Nord sait être presque agressif, dans « Drunk », avec une rythmique entêtante et la violence des mots de l’homme malheureux alcoolisé. Mais il sait aussi être doux, implorant. Avec « Temps Morts » sa voix pleine de sanglots répète « qu’est-ce que je peux faire en t’attendant ? ». Et si l’on n’est pas noyé par les larmes, c’est la session de cuivre très présente qui nous emporte au loin. Il nous fait même doucement valser avec la berceuse « Quand tu me regardes ». Il devient petit garçon timide, abandonné par l’amour.

Nord c’est une sobriété pudique dans les textes, mais également une sobriété efficace dans la composition. Sur un fond électro lancinant, presque étourdissant, il mélange des mélodies graves à quelques touches de légèretés. Il fait cohabiter des sonorités électroniques à des instruments aux inspirations classiques : percussions, cordes, choeurs. Toujours rythmée et mélodique, la musique de Nord accompagne avec délicatesse et tact ses mots parfois très durs. Le tout crée une un EP surprenant et attachant, mi-chanté mi-déclamé aux inspirations multiples et parfaitement arrangées.

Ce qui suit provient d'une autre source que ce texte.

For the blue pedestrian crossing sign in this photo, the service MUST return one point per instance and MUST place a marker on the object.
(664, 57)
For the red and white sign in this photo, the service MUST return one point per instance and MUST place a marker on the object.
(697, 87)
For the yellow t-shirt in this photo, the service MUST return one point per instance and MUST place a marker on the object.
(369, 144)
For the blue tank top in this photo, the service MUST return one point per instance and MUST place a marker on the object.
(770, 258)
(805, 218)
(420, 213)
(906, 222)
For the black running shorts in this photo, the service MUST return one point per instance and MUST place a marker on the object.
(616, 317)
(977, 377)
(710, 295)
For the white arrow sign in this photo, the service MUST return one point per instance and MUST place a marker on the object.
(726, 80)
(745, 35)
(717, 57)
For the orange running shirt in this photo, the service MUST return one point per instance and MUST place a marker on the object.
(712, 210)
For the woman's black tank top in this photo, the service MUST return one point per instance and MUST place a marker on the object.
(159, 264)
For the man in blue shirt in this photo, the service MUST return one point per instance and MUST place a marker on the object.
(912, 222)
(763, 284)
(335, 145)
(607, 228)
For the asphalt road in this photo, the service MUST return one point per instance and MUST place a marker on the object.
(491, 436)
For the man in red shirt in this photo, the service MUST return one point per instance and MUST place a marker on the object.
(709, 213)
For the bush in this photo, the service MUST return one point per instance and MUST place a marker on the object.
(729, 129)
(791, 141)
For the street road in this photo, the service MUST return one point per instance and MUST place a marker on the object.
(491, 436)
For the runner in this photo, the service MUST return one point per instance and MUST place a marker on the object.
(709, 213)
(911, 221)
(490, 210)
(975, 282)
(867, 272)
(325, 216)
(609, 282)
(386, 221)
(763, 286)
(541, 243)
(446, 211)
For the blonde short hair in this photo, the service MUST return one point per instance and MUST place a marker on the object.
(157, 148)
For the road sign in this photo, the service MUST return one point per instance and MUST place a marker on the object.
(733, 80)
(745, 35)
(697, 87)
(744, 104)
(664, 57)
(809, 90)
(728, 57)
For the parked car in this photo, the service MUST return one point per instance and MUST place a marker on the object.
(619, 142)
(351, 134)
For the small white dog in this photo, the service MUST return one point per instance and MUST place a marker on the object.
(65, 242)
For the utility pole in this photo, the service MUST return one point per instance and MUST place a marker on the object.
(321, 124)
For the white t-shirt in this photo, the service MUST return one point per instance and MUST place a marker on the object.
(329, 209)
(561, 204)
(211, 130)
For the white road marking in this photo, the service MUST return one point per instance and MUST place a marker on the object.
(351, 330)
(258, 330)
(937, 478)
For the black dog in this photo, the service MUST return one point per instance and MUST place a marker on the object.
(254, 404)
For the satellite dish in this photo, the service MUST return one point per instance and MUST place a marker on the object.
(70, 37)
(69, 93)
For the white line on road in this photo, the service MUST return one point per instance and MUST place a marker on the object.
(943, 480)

On écoute Nord comme on regarde un film noir, Nord raconte des histoires auxquelles on s’identifie, questions de génération, des histoires bouleversantes sur un ton torturé. L’expérience n’est pas de tout repos, mais elle est bien belle.

 

L’amour s’en va (EP), sorti le 08 avril chez Low Wood.
Nord sera au Point Éphémère le 17 mai.